We know it hurts to use certain words like “you always….” and yet and we always use those words
Sometimes I’d rather say nothing at all in stead of risk you misunderstanding me and having to get on the wheel of pain round and round we go again
but nothing is ever on your on mind
everything is fine??
Wow – I found this draft in my folder, dated “a year ago” sometime. Sadly the words are still true. We are not being good to each other. We barely tolerate each other. We attend couples counseling every week but nothing changes here at home. We are so on edge, so impatient, we can’t listen to each other. At some point I stopped looking in his eyes.
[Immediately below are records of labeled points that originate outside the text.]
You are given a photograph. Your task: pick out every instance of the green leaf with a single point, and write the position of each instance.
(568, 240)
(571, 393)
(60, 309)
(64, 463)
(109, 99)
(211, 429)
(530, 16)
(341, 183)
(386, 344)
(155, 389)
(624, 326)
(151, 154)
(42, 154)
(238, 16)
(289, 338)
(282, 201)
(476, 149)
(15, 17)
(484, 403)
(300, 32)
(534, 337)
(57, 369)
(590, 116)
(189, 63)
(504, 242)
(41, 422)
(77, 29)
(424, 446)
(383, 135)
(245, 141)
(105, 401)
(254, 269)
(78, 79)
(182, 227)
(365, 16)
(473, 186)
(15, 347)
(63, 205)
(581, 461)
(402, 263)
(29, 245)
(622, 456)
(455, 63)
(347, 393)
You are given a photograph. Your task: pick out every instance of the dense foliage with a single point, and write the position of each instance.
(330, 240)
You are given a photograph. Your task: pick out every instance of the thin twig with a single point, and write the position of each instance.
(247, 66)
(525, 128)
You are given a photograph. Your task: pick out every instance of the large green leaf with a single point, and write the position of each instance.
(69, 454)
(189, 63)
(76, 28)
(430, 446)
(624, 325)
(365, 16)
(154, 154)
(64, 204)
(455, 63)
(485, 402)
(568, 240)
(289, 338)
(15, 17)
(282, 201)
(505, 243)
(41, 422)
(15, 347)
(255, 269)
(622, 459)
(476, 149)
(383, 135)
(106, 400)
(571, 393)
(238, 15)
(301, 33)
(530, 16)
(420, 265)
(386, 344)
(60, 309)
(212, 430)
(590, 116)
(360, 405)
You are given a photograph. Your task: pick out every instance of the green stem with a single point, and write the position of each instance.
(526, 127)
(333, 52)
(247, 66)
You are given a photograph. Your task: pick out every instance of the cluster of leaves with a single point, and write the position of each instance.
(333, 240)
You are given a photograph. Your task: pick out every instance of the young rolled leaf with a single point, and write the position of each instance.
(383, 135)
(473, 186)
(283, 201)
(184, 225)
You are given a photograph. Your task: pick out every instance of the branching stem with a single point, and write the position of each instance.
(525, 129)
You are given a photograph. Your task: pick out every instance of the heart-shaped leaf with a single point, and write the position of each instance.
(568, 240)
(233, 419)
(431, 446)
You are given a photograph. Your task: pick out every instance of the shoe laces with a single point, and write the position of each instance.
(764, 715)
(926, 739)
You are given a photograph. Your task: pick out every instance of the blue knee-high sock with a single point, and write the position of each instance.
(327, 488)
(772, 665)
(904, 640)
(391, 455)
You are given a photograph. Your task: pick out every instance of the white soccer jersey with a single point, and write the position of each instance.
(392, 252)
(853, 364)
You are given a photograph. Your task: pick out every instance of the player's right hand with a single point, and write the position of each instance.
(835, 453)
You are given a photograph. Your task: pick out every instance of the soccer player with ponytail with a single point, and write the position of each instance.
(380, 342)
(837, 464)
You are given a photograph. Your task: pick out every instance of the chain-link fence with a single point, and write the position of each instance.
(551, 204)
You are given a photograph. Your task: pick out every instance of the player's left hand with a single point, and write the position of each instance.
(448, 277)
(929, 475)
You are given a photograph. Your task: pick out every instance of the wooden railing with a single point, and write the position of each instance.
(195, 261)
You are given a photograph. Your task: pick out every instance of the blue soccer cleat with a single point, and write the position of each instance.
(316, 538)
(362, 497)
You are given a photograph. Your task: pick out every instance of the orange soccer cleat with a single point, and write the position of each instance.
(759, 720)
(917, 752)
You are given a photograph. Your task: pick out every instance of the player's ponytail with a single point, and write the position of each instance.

Sadly I can’t recall when, and when I pointed it out last night, sadder yet, he hadn’t noticed. I stopped because the intensity of looking in eyes, anyone’s eyes, is too much for me to bear, and his are the worst. Too much stress, tension, pain, anger. Too much history there. I actually wondered if I became autistic with all of my eye avoidance, but it reflects my fear of intimacy, I understand it now. I glance at faces to get a quick read on expression, then away again or I get sucked into those emotions, it is too powerful without my shield. The counselors stole my shield, I used to be numb and now I feel it all. But I feel it less if I don’t look directly at others. And I feel protected, like I am hidden in plain sight, if my eyes are not making contact. I feel in control. I need that now, whatever and whenever I can get it.
I try to hope that one day Hubby and I will talk openly with one another, but I really don’t believe this is possible, not completely. I am too afraid to trigger his defense mechanisms and have him lash out at me. Or almost as awful is when I share something and get back silence or a grunt. I know he is trying. I am too. We care about each other. Why is it so hard to just talk?